# Question about boating in Wild Riceriver



## ct4613 (May 22, 2011)

I've been in boats on lakes my whole life. Havent been in a boat on a river. Ever. Bought an older 17' bass Tracker last fall, got it all fixed up and ready to go river fishing this year. Its more of a john boat style with a slight vee in the hull. Thinking about going out on Sunday, but drove by the river today and its moving pretty quick. Any tips or tricks for safe river fishing, putting in or taking the boat out of the water. How to judge what current speed is to fast. Thanks in advance for any advice.


----------



## Sasha and Abby (May 11, 2004)

Always wear your vest. Go with someone who knows the river...


----------



## Backwater Eddy (Jun 16, 2003)

I'm assuming you mean the ND Wild Rice River?

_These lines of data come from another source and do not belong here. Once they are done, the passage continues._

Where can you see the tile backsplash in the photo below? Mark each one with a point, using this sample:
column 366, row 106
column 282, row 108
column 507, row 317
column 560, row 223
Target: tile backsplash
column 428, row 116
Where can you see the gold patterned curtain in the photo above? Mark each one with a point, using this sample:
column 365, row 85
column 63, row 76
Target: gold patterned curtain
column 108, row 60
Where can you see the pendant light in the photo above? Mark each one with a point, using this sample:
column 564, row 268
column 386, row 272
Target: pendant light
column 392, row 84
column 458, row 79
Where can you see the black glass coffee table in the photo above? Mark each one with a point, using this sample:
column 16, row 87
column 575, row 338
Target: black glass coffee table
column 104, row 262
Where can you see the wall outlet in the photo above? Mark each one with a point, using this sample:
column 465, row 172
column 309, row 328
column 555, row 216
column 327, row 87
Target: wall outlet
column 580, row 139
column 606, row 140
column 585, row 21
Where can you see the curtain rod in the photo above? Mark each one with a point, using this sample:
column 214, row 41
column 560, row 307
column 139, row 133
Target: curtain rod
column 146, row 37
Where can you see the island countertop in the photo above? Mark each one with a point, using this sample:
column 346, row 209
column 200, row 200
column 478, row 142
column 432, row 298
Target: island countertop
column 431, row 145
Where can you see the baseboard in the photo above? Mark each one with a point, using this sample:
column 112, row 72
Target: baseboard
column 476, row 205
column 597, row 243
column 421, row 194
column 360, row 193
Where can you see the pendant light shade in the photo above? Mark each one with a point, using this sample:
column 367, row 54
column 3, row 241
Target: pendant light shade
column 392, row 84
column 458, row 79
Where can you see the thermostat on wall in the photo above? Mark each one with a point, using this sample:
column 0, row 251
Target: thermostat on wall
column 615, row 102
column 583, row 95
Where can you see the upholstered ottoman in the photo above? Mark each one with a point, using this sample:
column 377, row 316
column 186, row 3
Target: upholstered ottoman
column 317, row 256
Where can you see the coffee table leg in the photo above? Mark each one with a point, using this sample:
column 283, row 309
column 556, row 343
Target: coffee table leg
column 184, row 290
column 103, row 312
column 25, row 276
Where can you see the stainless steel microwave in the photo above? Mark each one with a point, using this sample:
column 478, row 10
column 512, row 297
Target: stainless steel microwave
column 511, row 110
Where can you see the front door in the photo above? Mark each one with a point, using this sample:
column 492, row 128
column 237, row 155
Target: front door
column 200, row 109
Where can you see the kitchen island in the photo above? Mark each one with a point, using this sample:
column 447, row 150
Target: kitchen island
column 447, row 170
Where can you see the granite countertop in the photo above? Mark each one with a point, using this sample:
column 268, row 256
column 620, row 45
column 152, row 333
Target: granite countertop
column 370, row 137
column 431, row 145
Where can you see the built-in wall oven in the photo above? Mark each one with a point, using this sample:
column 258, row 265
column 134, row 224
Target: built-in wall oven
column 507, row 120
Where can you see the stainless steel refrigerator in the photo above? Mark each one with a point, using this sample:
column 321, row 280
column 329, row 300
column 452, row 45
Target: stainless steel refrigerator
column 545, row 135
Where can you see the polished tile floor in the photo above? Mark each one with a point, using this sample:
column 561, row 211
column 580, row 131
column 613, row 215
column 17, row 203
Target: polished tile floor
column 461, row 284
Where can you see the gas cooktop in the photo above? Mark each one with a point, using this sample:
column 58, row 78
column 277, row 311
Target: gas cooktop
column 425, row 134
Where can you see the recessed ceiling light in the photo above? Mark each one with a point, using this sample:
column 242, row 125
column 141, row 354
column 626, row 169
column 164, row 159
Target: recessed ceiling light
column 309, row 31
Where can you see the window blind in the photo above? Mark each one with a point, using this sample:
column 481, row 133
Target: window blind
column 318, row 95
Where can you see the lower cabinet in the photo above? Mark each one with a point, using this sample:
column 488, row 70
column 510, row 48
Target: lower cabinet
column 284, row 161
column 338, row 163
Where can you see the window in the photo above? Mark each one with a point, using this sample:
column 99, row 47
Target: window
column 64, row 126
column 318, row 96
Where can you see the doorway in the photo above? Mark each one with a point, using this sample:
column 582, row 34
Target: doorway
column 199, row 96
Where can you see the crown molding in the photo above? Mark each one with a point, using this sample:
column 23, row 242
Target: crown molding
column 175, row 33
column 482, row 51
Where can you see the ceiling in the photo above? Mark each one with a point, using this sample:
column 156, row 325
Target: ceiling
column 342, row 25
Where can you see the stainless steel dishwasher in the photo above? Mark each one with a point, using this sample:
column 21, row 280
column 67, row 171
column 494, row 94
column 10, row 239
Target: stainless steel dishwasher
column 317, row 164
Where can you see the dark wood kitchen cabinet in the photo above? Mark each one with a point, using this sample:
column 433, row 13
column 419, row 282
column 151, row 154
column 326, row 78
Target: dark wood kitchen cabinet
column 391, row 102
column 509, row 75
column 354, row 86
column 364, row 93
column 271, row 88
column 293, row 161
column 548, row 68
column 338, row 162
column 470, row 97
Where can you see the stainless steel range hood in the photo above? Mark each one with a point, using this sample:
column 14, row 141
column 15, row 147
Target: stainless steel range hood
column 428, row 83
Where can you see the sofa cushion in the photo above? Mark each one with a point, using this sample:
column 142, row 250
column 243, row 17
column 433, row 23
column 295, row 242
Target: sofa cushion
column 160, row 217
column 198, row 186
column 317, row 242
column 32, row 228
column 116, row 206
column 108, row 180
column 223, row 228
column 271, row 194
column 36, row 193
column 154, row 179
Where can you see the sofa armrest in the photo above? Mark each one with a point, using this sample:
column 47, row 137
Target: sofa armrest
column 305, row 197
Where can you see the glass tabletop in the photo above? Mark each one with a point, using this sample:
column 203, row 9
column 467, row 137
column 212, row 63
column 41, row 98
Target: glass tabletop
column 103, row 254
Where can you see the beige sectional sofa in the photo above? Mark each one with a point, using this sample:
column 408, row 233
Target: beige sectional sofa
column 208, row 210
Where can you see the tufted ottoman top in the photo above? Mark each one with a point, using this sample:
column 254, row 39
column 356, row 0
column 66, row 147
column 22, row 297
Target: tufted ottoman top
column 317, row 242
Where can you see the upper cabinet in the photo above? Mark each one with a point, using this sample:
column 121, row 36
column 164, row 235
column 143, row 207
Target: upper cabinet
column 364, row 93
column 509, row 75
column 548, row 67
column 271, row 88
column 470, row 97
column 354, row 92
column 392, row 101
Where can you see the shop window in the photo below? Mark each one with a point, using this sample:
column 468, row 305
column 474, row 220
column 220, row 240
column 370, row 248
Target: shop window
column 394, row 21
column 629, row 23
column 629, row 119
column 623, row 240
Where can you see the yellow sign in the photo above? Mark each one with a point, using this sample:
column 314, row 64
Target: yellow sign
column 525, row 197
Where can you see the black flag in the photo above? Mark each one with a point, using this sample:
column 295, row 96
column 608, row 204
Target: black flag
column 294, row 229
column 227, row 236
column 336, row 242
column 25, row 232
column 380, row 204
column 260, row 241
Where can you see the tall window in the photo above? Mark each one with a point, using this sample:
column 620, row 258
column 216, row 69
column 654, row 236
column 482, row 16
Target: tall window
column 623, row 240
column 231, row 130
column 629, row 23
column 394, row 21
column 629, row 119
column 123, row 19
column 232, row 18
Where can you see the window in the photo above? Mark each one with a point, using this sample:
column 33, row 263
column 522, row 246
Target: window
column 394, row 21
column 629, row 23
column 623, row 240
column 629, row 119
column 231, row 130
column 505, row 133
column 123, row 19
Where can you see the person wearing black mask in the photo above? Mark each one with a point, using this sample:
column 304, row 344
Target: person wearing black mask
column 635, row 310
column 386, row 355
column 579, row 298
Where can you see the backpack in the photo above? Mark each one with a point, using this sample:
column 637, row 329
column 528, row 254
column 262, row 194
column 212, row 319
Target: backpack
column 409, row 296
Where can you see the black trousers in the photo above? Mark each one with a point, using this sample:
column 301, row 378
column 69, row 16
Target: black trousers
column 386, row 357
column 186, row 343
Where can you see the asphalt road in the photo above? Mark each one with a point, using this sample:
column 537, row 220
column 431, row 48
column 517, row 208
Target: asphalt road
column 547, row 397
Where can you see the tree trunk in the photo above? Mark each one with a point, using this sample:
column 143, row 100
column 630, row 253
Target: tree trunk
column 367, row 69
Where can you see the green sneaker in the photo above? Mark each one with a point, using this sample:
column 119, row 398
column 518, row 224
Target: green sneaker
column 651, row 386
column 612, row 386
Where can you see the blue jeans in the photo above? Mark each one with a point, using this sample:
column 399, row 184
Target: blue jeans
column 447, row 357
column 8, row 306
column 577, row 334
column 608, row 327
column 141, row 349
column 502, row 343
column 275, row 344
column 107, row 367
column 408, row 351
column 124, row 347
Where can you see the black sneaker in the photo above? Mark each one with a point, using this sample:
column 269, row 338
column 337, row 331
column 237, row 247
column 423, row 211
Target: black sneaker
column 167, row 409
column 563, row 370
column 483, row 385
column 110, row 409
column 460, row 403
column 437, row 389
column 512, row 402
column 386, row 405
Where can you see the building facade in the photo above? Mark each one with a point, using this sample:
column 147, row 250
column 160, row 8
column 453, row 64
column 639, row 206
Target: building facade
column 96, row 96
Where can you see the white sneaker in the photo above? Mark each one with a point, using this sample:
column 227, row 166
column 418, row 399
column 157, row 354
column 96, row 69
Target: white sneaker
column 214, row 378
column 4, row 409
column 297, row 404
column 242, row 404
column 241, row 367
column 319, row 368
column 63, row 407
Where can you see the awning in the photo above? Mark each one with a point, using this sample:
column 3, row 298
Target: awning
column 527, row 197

If so, it's high and fast yet not as fast as it was. The main Red is faster now.

Getting into the WR may be tricky. The only access on the Red in Fargo open right now is the Convent Landing boat ramp in South East Fargo. That ramp is high yet and boots will be needed to launch as it is very muddy yet.

Then it's 12.5 river miles up river to the mouth of the Wild Rice to access it. Remember for every Linear Mile the River winds two miles, hence the added true travel distance to the mouth of the WR.

The Red is high, and fast, so be aware of that for the start.

Watch for wood on the move in the current. Take it easy, think ahead. Rivers are far different then a lake. Don't do it alone, take it easy. Current will always be working against you so think ahead and pay attention.

If your at all aprehensive...wait tell it settles down more, to be safe.


----------